With everything prepared, I planned to start by finding her most painful point and breaking through that point, so that I could get her to tell me everything. One evening, after a combination of sweet talk, gentle coaxing, and even a hint of threatening to end things, she told me she had an abortion… Actually, I was somewhat prepared for this, but I didn't expect her to treat it as her most painful experience. It was as if she had gotten pregnant by a man, and when he abandoned her, she felt unworthy of love anymore. To be honest, I was quite disappointed. I had always thought that she might have been used or manipulated, and felt particularly cheap, therefore unworthy of love. I never imagined it was just because of an abortion. It turned out my wife and her ex-boyfriend didn't have a particularly exciting sexual history. I felt quite relieved at that moment, and my jealousy subsided, but I still felt a sense of disappointment, as if I really hoped they had a rich and exciting sex life that would make me jealous and excited.
I think women are very vulnerable; they can easily encounter these kinds of situations. I can only say her ex-boyfriend was a jerk.

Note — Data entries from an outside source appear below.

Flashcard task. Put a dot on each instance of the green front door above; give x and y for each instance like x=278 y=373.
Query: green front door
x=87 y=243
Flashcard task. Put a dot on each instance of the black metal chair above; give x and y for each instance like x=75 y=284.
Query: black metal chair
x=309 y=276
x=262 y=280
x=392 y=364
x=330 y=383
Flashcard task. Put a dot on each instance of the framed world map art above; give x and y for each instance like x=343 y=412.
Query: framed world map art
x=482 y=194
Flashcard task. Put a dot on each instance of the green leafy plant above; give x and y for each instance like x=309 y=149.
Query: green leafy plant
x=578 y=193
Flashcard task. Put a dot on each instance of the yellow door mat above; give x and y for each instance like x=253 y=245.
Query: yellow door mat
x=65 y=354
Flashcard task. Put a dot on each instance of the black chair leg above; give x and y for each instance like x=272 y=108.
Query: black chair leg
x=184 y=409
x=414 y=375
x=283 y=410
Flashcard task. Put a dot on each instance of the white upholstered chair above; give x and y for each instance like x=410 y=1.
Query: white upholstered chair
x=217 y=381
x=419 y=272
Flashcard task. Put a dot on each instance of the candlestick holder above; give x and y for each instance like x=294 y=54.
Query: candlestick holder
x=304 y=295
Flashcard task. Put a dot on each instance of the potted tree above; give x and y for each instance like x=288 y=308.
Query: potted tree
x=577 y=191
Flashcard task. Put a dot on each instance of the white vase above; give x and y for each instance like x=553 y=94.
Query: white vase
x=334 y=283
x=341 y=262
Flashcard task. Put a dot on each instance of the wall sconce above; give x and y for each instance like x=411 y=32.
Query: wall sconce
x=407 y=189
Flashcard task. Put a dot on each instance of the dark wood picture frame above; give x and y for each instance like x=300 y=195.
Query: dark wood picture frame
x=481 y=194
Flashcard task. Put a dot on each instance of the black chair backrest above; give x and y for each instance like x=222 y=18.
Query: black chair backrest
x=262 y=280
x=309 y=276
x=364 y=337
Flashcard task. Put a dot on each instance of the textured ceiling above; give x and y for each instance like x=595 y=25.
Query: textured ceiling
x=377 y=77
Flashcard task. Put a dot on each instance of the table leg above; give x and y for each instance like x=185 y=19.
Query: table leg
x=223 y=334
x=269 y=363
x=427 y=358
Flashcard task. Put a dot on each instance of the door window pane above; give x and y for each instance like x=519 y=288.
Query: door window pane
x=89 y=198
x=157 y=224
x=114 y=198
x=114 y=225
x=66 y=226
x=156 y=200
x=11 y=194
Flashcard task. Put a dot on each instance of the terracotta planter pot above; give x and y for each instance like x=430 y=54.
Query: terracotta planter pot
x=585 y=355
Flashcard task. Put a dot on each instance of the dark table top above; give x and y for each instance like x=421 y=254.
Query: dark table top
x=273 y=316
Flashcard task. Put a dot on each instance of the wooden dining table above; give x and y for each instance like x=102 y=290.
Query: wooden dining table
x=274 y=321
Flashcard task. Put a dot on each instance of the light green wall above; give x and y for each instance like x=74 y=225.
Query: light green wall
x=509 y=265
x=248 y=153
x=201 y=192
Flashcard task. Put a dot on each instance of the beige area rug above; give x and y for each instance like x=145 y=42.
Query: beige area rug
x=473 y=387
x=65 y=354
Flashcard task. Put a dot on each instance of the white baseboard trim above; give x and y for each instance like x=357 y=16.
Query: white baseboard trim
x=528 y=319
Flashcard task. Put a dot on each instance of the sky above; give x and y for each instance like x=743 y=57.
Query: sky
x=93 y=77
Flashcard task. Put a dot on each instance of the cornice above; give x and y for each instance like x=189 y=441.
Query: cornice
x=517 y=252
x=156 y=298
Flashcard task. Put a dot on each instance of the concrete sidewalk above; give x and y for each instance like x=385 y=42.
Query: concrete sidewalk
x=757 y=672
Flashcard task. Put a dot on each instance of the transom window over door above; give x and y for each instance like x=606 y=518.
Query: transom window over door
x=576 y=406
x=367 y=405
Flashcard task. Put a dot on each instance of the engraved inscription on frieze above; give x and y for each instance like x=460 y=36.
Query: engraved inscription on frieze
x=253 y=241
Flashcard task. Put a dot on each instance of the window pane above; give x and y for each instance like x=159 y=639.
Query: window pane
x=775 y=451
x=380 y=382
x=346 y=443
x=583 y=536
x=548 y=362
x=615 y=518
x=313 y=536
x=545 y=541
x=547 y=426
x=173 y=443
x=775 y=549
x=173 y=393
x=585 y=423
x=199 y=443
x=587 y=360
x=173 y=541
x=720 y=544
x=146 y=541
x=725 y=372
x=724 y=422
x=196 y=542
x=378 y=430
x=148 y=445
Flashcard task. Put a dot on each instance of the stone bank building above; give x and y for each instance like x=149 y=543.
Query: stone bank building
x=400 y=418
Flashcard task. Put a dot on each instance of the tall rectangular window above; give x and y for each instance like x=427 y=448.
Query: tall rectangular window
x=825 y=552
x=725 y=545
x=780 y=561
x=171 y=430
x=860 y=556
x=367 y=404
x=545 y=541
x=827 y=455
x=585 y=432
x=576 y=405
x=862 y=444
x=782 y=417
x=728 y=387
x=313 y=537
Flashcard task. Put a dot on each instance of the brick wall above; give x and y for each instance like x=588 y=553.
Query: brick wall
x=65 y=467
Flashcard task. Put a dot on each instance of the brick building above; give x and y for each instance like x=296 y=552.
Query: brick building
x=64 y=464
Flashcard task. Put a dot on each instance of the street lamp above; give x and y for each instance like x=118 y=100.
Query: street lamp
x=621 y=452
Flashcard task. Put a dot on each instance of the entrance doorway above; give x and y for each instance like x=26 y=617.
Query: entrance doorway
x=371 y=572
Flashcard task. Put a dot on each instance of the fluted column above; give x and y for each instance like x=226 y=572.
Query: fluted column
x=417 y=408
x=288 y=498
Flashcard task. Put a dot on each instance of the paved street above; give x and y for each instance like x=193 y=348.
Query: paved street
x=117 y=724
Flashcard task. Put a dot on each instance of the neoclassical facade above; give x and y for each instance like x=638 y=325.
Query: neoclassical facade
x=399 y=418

However, I achieved my goal. After delivering my prepared explanation, I even gave her some information about abortion and its safety, and finally took her to the hospital for a pre-pregnancy checkup. The doctor said her uterus and everything else were in good condition. From then on, she gradually opened up and believed in my sincerity. She began to confide in me about her past.
However, it was only then that I gradually learned that her ex-boyfriend had indeed done shameful things to her; rather, she mistakenly considered having an abortion as the most shameful thing.